First Night of the Proms – Sakari Oramo conducts the BBCSO in Beethoven’s Eroica Symphony

Hannah Kendall

Tuxedo: Vasco ‘de’ Gama

(World première BBC commission)

Eric Whitacre


Aaron Copland

Quiet City


Symphony No. 3 in E-flat major, Op. 55 ‘Eroica’

Philip Cobb (trumpet)
Alison Teale (cor anglais)

BBC Singers (Chorus Master Nicholas Chalmers)

BBC Symphony Orchestra
Sakari Oramo

Reviewed by: Alexander Hall

Reviewed: 29 August, 2020
Venue: Royal Albert Hall, London

Is there a collective noun for sighs, I wonder? Even if such exhalations of breath are not always audible, there must have been more than just a few around Kensington Gore last night. Relief at the BBC that after months of planning and underlying trepidation that good intentions might be thwarted at the last minute, this short season of concerts in the traditional Proms venue could finally be launched. Relief too amongst BBC musicians that after a long hiatus in live performances they were finally together again on a familiar platform with their Chief Conductor in charge. And almost certainly relief also up and down the country at the prospect of a slow, albeit less than all-encompassing, return to normality.

Before Beethoven’s ‘Eroica’ came a series of short pieces based on varying kinds of artistic inspiration, thus forming an excellent bridge to the main work which, when it was first published, included the reference “composed to celebrate the memory of a great man”. 

Hannah Kendall’s latest piece, given its world première by the BBC Symphony Orchestra under Sakari Oramo, takes as its starting-point the idea of early globalisation and multiculturalism, first through the memory of Vasco da Gama and then the American artist of Haitian and Puerto Rican descent, Jean-Michel Basquiat, who influenced popular urban culture in the 1980s. Richly textured and with scintillating orchestral effects that include the use of harmonicas, the piece suggests endless transitions, the musical strands coalescing and receding before moving off into unknown regions at the close. At one stage Stephen Bryant’s solo violin rose high above the shimmering harmonies to suggest the flight of a free spirit.

Eric Whitacre’s motet for a cappella chorus derives its inspiration from a Robert Frost poem but uses instead lyrics by Charles Anthony Silvestri, the word “sleep” being repeated to mesmerising effect as the piece steals away.

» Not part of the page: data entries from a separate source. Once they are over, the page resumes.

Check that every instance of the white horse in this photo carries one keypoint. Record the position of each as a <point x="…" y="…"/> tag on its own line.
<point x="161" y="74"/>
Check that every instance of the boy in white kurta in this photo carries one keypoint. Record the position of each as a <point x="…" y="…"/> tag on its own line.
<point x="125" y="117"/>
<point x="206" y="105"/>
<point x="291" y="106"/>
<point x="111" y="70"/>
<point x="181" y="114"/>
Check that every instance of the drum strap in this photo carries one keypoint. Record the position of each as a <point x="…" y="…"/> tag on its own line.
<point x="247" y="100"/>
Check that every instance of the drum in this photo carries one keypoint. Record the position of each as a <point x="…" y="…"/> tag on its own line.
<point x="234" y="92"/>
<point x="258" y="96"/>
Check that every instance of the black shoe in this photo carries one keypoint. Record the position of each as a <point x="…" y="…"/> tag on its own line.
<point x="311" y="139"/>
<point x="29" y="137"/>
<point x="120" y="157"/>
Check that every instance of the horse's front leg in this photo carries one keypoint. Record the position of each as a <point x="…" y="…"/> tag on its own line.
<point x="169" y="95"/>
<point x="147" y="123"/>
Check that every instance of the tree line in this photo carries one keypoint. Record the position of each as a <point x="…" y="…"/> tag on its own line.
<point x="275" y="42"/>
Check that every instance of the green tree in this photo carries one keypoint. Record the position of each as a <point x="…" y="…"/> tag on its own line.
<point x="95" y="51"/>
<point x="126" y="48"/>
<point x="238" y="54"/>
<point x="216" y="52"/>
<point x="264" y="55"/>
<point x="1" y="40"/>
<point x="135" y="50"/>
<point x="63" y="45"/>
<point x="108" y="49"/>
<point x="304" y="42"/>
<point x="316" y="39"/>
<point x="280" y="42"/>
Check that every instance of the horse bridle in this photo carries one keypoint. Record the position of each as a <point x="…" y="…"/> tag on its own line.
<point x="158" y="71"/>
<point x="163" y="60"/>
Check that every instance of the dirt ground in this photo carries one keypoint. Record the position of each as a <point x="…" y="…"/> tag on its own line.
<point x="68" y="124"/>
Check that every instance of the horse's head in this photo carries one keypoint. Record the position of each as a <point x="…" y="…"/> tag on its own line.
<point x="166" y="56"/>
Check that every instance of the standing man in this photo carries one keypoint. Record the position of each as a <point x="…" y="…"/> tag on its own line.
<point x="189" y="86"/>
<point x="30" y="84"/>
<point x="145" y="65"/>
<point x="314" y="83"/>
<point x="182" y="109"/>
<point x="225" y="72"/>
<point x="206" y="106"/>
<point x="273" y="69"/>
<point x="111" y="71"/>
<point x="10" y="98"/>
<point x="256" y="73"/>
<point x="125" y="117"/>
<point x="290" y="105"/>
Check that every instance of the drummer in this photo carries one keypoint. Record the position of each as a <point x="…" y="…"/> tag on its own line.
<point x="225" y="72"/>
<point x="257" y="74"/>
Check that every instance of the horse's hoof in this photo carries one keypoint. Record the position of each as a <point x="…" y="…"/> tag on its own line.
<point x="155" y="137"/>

The eighteen members of the BBC Singers were spaced out across the stalls of the Royal Albert Hall and directed from the arena by Nicholas Chalmers. Though modest in terms of numbers, they made a powerful and well-blended sound, the ethereal soprano line freed from all earthly restraint.

According to Aaron Copland, his Quiet City, which originated as incidental music for Irwin Shaw’s play of the same name, was an attempt to mirror the emotions of the troubled main character. The jazz influence is unmistakeable, not only in the harmonies but also the improvisatory quality of the two soloists, distinct yet beautifully matched in the trumpet of Philip Cobb and the cor anglais of Alison Teale. Like the two preceding pieces, the prevailing mood was one of quietude. If New York is indeed the city that never sleeps, this was contrariwise a mood-picture of deserted streets and aching isolation.

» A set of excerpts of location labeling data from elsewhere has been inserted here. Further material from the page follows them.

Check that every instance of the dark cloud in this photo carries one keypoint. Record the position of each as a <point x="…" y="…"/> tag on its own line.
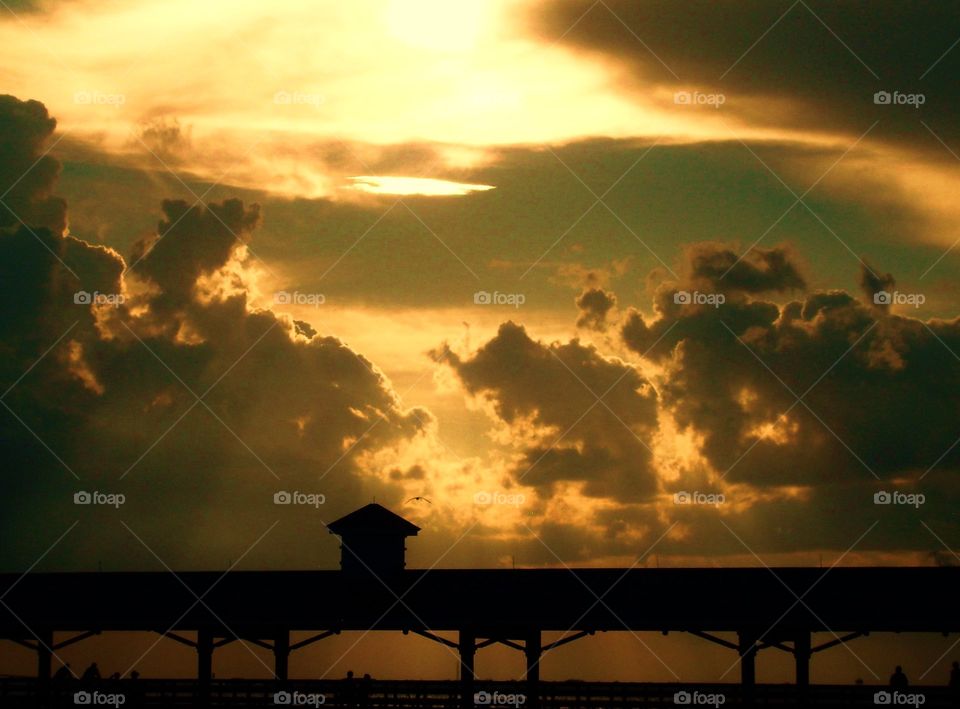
<point x="872" y="283"/>
<point x="191" y="241"/>
<point x="555" y="387"/>
<point x="878" y="386"/>
<point x="595" y="305"/>
<point x="808" y="65"/>
<point x="27" y="174"/>
<point x="107" y="392"/>
<point x="759" y="270"/>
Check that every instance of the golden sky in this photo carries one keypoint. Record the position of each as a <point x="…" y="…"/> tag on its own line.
<point x="582" y="257"/>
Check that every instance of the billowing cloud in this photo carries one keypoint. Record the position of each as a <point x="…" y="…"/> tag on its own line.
<point x="195" y="405"/>
<point x="595" y="305"/>
<point x="27" y="173"/>
<point x="874" y="388"/>
<point x="575" y="414"/>
<point x="759" y="270"/>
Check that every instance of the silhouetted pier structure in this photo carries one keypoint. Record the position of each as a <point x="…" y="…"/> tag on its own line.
<point x="779" y="608"/>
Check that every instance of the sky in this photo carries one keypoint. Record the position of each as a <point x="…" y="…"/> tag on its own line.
<point x="608" y="283"/>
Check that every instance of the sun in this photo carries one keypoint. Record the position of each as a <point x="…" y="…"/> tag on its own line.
<point x="439" y="25"/>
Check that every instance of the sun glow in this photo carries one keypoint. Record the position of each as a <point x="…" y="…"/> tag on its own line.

Without the usual interval, the two E-flat chords that open Beethoven’s great symphony came as a rude awakening. Upsetting expectations was what this composer was all about. Oramo’s view was very much life-affirming, unburdened by introspection in the Funeral March, the emotions contained rather than worn on the sleeve. The original audience in the Palais Lobkowitz in August 1804 would have had its ears assaulted by the sheer impact of the novel sounds. However, given the modest forces used on this occasion – the strings grounded on four cellos and three double-basses and spread out over the entire platform, the woodwind and brass on risers behind – and the reverberance of an empty hall, there were fewer explosions and dramatic moments, the revolutionary fervour kept largely in check, the lightness of the tread suggesting plimsolls rather than Oxford brogues. One obvious gain was in the airiness of the orchestral textures with the wind given special prominence.

As Stephen Fry commented at the end of the television transmission, it was “like water in the desert”. From the barren terrain of the past few months, new life will surely follow.